LRD guides and handbook July 2018

Health and safety law 2018

Chapter 9

Timing of holidays



[ch 9: pages 177-178]

Employers can make rules about the timing of holidays. For example, there can be a rule requiring unused annual leave to be taken during an employee’s notice period or requiring leave to be taken during a Christmas “shut down”. However, as statutory annual leave is measured in weeks, not days, it has been suggested (by the Supreme Court in the case of Russell v Transocean International Resources Limited [2011] UKSC 57) that an employer probably cannot force a worker to take their holiday on individual days (as opposed to weeks) if the worker does not want to do this.

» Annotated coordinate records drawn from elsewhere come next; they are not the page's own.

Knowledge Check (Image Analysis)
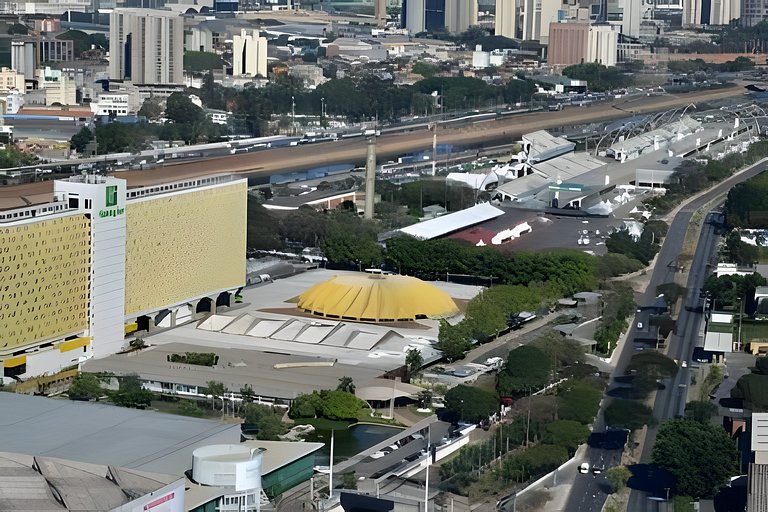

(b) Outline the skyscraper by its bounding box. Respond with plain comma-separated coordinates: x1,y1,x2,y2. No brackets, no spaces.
109,9,184,84
232,29,267,78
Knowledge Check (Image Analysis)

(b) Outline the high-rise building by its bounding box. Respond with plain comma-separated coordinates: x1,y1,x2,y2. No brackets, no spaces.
496,0,517,38
702,0,741,25
621,0,643,37
373,0,387,25
109,9,184,84
402,0,477,34
445,0,477,33
232,29,267,78
547,23,589,67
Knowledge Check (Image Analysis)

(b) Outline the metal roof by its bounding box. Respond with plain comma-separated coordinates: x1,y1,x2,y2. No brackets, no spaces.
0,452,183,512
0,393,240,474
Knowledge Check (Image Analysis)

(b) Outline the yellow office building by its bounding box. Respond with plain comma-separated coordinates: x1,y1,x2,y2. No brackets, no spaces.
0,175,247,380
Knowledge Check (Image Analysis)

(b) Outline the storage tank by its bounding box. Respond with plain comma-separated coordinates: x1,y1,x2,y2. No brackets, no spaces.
192,444,265,491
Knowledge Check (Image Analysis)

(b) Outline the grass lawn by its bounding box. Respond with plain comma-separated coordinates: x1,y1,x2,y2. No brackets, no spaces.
733,319,768,343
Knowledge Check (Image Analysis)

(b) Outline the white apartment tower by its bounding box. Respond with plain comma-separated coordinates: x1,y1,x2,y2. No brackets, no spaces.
109,9,184,84
232,29,267,78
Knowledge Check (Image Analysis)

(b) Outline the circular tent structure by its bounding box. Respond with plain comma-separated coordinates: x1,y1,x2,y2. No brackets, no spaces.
298,274,459,322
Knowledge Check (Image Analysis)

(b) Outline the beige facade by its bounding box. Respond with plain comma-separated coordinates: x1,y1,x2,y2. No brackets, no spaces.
125,181,247,316
0,214,91,354
547,23,589,67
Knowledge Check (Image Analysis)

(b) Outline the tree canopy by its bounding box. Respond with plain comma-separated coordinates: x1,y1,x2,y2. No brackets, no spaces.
651,419,739,499
67,372,104,400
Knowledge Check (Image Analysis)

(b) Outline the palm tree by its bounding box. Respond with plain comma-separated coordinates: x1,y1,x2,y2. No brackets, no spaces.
336,375,355,395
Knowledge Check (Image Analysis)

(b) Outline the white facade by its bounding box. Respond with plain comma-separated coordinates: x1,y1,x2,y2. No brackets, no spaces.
42,75,77,105
11,41,37,77
232,29,267,78
709,0,741,25
91,93,131,117
495,0,517,38
5,89,24,114
445,0,477,33
537,0,563,44
0,68,24,94
54,175,126,357
192,444,264,512
472,45,491,69
585,25,619,67
109,9,184,84
621,0,643,37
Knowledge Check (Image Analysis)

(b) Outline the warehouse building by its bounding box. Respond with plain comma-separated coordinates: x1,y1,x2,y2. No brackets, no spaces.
0,175,247,380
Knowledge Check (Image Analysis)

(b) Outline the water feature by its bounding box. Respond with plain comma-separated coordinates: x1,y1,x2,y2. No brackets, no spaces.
306,423,401,465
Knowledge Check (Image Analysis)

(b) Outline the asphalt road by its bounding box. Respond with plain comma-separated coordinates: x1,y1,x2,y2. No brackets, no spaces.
113,86,741,187
565,157,768,512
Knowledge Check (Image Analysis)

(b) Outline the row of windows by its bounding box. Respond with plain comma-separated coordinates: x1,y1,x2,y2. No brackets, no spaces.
128,176,232,199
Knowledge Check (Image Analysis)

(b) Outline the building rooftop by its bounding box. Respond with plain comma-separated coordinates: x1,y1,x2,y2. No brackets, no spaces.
0,393,240,476
0,452,183,512
400,203,504,240
241,439,325,475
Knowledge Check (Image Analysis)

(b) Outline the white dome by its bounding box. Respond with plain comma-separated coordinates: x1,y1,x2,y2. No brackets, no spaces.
192,444,264,491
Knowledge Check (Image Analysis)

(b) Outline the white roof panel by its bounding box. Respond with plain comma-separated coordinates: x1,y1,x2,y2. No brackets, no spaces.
400,203,504,240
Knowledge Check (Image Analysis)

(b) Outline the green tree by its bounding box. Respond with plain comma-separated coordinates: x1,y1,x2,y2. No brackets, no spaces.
336,376,355,395
67,372,104,402
69,126,93,153
411,60,440,78
405,348,424,375
110,373,154,409
543,420,589,456
321,391,365,420
605,466,632,492
445,384,499,423
557,379,603,425
435,320,472,361
497,345,552,396
651,419,739,499
165,92,205,125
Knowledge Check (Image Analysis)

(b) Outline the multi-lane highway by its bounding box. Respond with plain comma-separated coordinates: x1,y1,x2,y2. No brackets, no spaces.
565,157,768,512
116,86,742,186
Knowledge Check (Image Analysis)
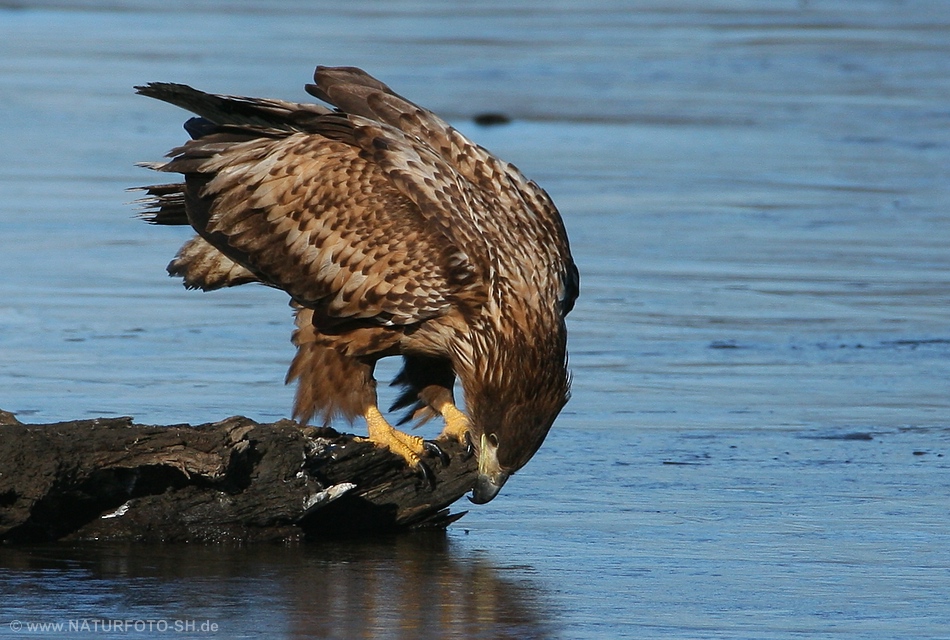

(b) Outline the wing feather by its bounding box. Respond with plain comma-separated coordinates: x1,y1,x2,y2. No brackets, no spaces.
163,133,484,325
306,67,578,312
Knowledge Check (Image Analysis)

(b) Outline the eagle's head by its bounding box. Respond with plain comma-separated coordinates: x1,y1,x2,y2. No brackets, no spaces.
466,330,570,504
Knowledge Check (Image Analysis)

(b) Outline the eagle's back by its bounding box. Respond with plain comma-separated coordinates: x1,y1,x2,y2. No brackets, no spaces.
139,67,576,342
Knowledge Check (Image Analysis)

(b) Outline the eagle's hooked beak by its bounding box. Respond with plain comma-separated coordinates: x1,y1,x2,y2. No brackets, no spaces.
469,434,511,504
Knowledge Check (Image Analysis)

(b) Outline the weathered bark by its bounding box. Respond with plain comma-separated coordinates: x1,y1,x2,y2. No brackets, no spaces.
0,412,476,542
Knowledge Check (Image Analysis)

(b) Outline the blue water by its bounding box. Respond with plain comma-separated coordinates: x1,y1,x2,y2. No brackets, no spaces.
0,0,950,639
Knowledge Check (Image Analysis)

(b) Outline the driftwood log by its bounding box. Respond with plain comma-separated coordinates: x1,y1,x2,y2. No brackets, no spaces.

An employer has the right to ask for leave to be deferred, provided it tells the employee in advance, giving notice which is at least as long as the leave requested. Shorter notice can be given where a “relevant agreement” allows this. A clause in the contract stating that the employee can be required to take holiday during the notice period can be a “relevant agreement” (Industry & Commerce Maintenance v Briffa UKEAT/0215/08/CEA).



The ECJ decided that a payment for accrued but untaken annual leave should be made despite the death of a worker (Bollacke v K & K Klass & Kock BV & Co KG Case C-118/13 ECJ).
 


Workers in the first year of their employment must accrue statutory holiday on a month-by-month basis before they are entitled to take it.